On Wed, Sep 9, 2015 at 10:18 PM, John Cowan <xxxxxx@mercury.ccil.org> wrote:
Alex Shinn scripsit:

> Two dynamic perfect hash algorithms are Dietzfelbinger et al's
> algorithm [1] and the Cuckoo hash [2].  Both of these have
> additional restrictions on the load factor in order to get even
> _expected_ amortized constant time insertions.  This conflicts with
> implementation extensions to specify the load factor explicitly.

I would assume that a cuckoo-based framework (I haven't read D's paper)
would simply ignore such extensions.  But cuckoo hashing needs more
than one hash function in any case, so it doesn't fit the general
69/125/126/R6RS/CL hash framework.

1.  Since we give leeway to replace the hash function in special
cases, and since the function is never exposed, there's no reason
we can't replace it with 2 or more functions.

2. I realize now that the SRFI-114 hash functions are severely
underspecified for use in this SRFI - they need to produce values
suitable for any number of buckets, but the range is unspecified.
R6RS hash-tables are similarly underspecified, but SRFI-69 does
not have this problem because it uses an explicit `bound' argument.

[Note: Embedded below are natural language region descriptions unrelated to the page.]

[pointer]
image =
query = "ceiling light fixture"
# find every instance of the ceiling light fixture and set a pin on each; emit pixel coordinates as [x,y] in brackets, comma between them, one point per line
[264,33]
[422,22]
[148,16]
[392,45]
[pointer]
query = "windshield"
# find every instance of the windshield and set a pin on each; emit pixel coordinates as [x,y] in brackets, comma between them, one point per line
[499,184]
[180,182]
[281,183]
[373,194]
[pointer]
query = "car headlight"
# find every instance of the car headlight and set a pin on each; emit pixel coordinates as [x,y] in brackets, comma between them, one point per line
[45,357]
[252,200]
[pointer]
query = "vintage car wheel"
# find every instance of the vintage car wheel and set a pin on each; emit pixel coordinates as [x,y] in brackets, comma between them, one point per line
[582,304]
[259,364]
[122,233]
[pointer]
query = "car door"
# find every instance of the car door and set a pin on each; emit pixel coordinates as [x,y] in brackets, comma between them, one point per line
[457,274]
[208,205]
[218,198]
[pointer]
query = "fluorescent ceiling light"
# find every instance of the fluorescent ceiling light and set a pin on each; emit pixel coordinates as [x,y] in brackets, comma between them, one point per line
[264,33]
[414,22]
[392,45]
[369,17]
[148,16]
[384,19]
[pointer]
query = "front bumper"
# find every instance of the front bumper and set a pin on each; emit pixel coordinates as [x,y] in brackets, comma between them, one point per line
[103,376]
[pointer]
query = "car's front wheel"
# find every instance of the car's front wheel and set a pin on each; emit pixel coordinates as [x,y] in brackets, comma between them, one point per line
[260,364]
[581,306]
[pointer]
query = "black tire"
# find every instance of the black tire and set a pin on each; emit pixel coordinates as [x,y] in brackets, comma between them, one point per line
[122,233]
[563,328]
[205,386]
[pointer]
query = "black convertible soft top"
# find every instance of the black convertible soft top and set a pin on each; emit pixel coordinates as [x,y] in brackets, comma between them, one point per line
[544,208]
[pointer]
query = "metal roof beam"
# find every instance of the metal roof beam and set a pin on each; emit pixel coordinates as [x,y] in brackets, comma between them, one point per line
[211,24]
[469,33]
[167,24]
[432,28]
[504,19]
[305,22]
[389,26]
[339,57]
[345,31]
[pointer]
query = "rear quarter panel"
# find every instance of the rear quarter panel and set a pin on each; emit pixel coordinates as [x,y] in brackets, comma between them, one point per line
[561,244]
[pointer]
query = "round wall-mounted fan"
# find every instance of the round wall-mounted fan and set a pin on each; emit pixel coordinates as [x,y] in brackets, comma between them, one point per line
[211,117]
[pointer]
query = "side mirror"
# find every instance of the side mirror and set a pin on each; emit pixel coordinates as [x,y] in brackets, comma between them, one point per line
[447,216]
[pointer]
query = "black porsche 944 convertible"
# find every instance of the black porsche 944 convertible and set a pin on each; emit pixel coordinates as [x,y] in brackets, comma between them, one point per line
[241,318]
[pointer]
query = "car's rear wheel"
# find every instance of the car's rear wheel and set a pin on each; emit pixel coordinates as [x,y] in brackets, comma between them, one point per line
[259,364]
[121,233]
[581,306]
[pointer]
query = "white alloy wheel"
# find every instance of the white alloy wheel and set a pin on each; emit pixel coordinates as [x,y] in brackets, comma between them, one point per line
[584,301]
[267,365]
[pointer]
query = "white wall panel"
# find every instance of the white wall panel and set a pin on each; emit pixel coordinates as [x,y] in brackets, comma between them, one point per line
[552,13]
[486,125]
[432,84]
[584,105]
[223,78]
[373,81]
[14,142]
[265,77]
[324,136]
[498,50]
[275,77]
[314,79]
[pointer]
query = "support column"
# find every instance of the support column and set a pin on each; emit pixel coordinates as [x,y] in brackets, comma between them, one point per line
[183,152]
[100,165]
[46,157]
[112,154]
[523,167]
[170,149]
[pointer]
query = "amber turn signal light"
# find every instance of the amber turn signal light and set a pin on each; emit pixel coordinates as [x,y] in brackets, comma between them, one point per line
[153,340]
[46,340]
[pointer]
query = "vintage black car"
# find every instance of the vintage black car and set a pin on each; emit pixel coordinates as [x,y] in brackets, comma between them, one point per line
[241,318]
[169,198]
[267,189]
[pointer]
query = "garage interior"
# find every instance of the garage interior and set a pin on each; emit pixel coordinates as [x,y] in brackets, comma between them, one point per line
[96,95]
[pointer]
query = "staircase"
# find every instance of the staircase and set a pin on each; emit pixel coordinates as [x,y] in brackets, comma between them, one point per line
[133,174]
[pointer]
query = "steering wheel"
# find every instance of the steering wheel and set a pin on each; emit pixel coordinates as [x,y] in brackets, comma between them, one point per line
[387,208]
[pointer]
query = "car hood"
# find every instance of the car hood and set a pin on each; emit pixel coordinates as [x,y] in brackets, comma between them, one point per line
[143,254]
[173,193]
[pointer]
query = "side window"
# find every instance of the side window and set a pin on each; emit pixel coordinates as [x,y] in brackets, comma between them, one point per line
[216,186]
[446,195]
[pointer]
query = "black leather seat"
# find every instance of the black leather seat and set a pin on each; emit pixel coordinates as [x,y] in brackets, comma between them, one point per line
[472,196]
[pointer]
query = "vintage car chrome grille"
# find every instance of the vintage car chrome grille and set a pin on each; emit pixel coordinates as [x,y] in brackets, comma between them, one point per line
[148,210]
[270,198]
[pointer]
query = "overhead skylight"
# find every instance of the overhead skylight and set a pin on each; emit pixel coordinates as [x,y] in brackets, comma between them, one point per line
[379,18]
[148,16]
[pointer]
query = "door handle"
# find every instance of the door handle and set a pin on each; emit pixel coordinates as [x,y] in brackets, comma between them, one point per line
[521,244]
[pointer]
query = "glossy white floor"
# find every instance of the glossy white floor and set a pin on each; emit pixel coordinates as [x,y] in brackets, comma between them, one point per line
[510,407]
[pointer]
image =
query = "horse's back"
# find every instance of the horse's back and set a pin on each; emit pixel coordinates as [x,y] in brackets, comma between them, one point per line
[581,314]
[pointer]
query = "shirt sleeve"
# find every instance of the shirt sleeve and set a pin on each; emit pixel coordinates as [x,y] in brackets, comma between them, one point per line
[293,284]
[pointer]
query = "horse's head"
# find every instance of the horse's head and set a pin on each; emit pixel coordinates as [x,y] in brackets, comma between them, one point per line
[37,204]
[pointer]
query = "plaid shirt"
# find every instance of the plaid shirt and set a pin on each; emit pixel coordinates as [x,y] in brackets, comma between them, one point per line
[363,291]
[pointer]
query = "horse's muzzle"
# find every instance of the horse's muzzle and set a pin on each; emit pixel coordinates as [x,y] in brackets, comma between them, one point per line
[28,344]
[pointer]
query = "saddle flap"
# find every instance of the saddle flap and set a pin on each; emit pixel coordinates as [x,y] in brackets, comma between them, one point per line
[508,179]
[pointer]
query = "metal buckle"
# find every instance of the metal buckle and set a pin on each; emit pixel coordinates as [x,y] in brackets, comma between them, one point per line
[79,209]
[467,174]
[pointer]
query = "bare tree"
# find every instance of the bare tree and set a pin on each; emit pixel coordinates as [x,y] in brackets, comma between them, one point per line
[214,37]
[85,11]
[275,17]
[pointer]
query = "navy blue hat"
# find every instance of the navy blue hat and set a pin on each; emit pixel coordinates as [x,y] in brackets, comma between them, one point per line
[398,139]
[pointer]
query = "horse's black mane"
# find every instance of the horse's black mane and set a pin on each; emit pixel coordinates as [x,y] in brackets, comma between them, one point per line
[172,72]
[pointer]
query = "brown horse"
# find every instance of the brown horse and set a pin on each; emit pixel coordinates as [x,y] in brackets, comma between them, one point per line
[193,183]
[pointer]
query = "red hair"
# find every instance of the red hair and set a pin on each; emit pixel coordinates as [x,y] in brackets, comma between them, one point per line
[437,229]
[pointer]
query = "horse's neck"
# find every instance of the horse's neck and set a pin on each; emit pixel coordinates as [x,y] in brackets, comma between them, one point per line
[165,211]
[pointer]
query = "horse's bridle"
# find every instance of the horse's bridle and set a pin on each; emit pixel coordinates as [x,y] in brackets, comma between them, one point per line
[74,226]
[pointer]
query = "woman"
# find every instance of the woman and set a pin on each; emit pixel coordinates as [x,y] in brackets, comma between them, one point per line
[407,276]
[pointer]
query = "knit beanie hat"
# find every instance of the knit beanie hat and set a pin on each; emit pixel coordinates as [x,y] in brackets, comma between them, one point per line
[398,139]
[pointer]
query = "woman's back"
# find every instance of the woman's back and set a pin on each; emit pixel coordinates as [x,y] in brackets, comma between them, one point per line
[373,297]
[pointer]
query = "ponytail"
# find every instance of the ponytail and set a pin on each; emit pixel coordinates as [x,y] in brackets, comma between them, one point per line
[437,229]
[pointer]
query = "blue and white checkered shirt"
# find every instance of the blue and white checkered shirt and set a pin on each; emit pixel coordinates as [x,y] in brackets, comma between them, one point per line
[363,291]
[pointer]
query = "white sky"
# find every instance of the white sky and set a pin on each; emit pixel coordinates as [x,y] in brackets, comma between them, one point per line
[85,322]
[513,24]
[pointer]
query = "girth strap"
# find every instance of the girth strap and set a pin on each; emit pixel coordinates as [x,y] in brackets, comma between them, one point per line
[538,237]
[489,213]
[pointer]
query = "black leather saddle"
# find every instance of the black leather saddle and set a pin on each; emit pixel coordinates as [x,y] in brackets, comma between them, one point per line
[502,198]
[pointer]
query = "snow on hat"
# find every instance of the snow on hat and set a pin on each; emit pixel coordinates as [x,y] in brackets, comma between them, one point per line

If we don't add a bound argument, we should specify the range of
hash functions to be at least the largest imaginable number of
buckets in an application.  On 32-bit architectures this may in fact
exceed the max fixnum, though we could alleviate this by allowing
negative results as in Java.

In either case we have room for extra information which can be
used to derive multiple hash values from the initial result, making
cuckoo hashing a realistic option.

Another consideration is a "salt" argument to the hash functions
to be mixed in with the result, which is one way to avoid the
hash collision DoS attack.  This would also effectively allow an
arbitrary number of hash functions, which is useful for more
than just cuckoo hashing (double hashing).

-- 
Alex